I’m writing my inaugural column from the Sun ‘n Fun air show, where I’m volunteering in Air Operations. Traditionally Sun ‘n Fun marks the start of the full-scale airshow season and for many of us in the United States Sun ‘n Fun also coincides with the start of RC flying season.
The first time I entered the hallowed shack called Air Ops I was struck by a sign at the exit to the ramp. “Don’t Do Nothing Dumb” it said and I was impressed by the attitude it conveyed with so few words. As it happened this was 2011, when two tornadoes struck Sun ‘n Fun. While the destruction of property and airplanes was tragic, I feel a lot of the reason no lives were lost was this attitude toward safety as professed by Air Operations Boss Dick “Yoda” Hansua, and carried out by those who work for him.
You’d never guess just by looking at him that Yoda was a Vietnam veteran helicopter pilot with thousands of flight hours in military and civilian fixed and rotary wing aircraft. True to his nickname, Yoda runs Air Ops with a quiet voice and authority that comes from decades of experience and no need to prove himself. In the morning briefings he leads a group that includes representatives from the FAA and Air Traffic Control, along with hot-air balloon, ultralight, rotary wing, military and warbird airshow pilots to solve problems from the day before and clarify plans for the day to come. If totaled, the accumulated flight hours in that room would run well into six figures, and one can readily imagine the egos present during the briefings. While there are occasional conflicts between departments, I’ve never heard a raised voice or a cross word between the department heads. People may disagree, but they pull together with professional respect to make the show safe.
Knowing When To Say When
Looking forward to some end of the day flying a few years ago, I was assembling my 81-inch electric Proctor Antic at my local club field. It was one of those perfect May evenings that make up for Puget Sound’s short, cold rainy days of winter. I was all set for some relaxing thumb twiddling when a pilot I didn’t know sauntered over. “Flying one of those old things, huh?” he asked, gesturing to my Antic and putting a hand on my shoulder. “Don’t worry. One day you’ll graduate to real airplanes like mine” and he pointed to the .60-size P-51 and Spitfire on a nearby table.

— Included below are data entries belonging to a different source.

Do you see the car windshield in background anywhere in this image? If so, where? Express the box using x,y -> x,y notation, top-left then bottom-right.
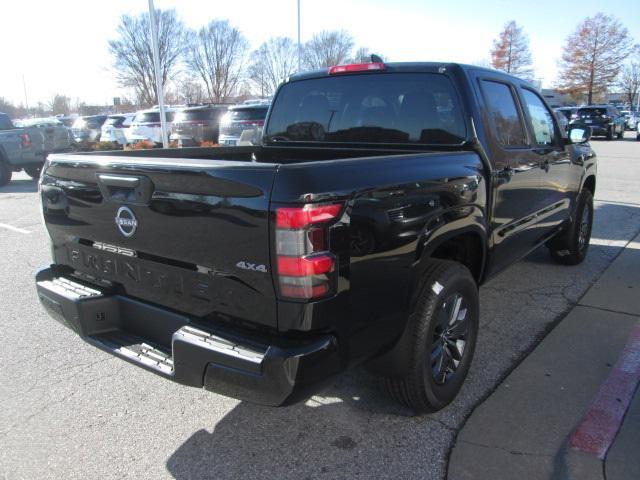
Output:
266,73 -> 466,145
225,107 -> 269,122
175,108 -> 227,122
104,117 -> 125,127
135,112 -> 175,123
0,114 -> 13,130
578,108 -> 607,117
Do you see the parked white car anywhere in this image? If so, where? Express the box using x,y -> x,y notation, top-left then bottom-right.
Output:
100,113 -> 136,146
127,108 -> 177,144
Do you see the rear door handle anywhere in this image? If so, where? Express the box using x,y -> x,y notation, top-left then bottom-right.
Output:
98,174 -> 140,188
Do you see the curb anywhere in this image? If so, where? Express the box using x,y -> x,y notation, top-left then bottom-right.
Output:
554,324 -> 640,480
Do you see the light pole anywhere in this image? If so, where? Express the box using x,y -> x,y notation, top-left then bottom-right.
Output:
298,0 -> 302,71
149,0 -> 169,148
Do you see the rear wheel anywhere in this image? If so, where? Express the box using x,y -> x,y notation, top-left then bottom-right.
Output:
385,260 -> 479,413
548,189 -> 593,265
24,165 -> 42,180
0,158 -> 13,187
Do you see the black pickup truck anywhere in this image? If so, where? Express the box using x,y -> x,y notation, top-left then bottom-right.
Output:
36,62 -> 596,412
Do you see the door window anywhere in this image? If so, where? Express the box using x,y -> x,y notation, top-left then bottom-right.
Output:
522,89 -> 555,145
482,80 -> 527,147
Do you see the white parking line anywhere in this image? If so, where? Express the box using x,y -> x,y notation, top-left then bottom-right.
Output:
0,223 -> 31,235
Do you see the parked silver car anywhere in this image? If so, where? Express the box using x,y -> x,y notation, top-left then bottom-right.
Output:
13,118 -> 73,155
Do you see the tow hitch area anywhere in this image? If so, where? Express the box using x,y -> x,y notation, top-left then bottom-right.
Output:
36,268 -> 340,405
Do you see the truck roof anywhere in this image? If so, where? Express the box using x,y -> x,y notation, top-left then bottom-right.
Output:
288,62 -> 529,83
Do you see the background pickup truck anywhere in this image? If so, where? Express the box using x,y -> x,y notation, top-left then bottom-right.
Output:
0,113 -> 46,186
36,63 -> 596,412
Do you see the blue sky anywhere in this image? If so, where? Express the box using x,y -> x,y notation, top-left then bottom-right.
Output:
0,0 -> 640,104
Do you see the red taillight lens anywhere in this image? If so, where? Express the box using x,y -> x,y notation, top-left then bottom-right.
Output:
278,255 -> 333,277
329,62 -> 385,75
20,133 -> 33,148
276,204 -> 342,228
276,204 -> 342,300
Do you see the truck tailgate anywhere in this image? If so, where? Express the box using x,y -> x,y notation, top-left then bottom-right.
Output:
41,155 -> 277,328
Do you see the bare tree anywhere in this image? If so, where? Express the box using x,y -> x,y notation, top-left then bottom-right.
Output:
109,10 -> 185,105
558,13 -> 633,103
49,94 -> 71,115
187,20 -> 249,102
302,30 -> 353,69
618,48 -> 640,105
247,37 -> 298,97
491,20 -> 533,78
0,97 -> 18,118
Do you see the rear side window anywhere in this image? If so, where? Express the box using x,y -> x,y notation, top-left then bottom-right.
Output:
266,73 -> 466,145
482,80 -> 526,147
522,89 -> 555,145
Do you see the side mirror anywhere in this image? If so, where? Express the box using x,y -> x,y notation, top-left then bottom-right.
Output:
568,126 -> 591,144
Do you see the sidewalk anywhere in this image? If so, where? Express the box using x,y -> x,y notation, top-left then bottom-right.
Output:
448,236 -> 640,480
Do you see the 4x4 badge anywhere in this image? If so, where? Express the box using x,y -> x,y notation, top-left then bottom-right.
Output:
116,207 -> 138,237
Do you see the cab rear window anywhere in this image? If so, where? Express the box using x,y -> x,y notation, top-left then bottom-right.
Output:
266,73 -> 466,145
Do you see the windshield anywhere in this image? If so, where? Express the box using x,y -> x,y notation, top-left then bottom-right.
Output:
103,117 -> 125,127
266,73 -> 466,145
578,108 -> 607,117
223,107 -> 269,123
135,112 -> 175,123
175,108 -> 227,122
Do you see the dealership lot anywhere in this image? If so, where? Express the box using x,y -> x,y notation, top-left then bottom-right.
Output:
0,133 -> 640,478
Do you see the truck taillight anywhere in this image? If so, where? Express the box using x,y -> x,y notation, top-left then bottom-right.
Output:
20,133 -> 33,148
276,204 -> 342,300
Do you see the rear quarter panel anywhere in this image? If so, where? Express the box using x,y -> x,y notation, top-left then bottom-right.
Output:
271,152 -> 486,361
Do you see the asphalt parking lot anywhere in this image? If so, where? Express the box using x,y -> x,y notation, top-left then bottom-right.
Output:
0,132 -> 640,479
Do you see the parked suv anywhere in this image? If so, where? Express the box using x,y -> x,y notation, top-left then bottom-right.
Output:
127,108 -> 176,145
571,105 -> 625,140
71,115 -> 107,144
171,105 -> 229,147
100,113 -> 135,146
219,103 -> 269,145
13,118 -> 73,154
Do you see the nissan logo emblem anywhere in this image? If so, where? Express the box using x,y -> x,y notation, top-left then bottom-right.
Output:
116,207 -> 138,237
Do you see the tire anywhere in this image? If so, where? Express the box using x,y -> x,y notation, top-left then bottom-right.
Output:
24,165 -> 42,180
607,127 -> 613,140
384,260 -> 480,413
0,157 -> 13,187
548,189 -> 593,265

I’ll admit, it was hard not to respond. While I am a Ken Willard “Sunday Flier” type of RC pilot, I am also proud of my aviation career. I began with RC models in 1978 and have been lucky enough to progress to flying as a co-pilot on Boeing 777s. I was determined not to ruin my night, so I bit my tongue and simply agreed that maybe someday I would graduate to real airplanes like his. I then returned to my Antic as he turned to his models on the bench next to mine.
An hour later the sun was dipping to the horizon and my mission was accomplished. I was embarrassed to actually find dust on my model, so I had used the first battery returning to “Stick and Rudder 101.” After flying basic maneuvers like boxes, figures 8s, stalls and steep turns at altitude, I spent the next couple packs in the landing pattern. The Antic is a terrific airplane to fly. For all her vintage looks, she has the flying characteristics of my old Carl Goldberg trainer and is ideal for such evening sorties. During one break while others were not flying, I ran down my last pack with some hops in ground effect, experimenting to see what happened if I raised the tail too soon during takeoff, or tried to keep it up too long during landing. I might have even snuck in a high-speed pass once or twice, and of course had to test the integrity of the spars and rigging with a few loops and rolls.
I was feeling very mellow and had started taking my plane apart when I heard the unmistakable, sickening sound of a high revving engine that abruptly stops. The silence echoed across the field. Scanning the flightline, I saw my friend with the real airplanes standing at a station staring off in the distance, transmitter still pointed to the sky. He stood there like we all have at one time or another, looking and waiting and hoping for his model to reappear. He eventually put his transmitter down and made “The Walk.”
I was gathering the last of my tools when he made it back to his bench and laid down a broken wing and shattered fuselage. As I looked over he offered “Thought I could squeeze out enough power for one more flight. Guess I didn’t.”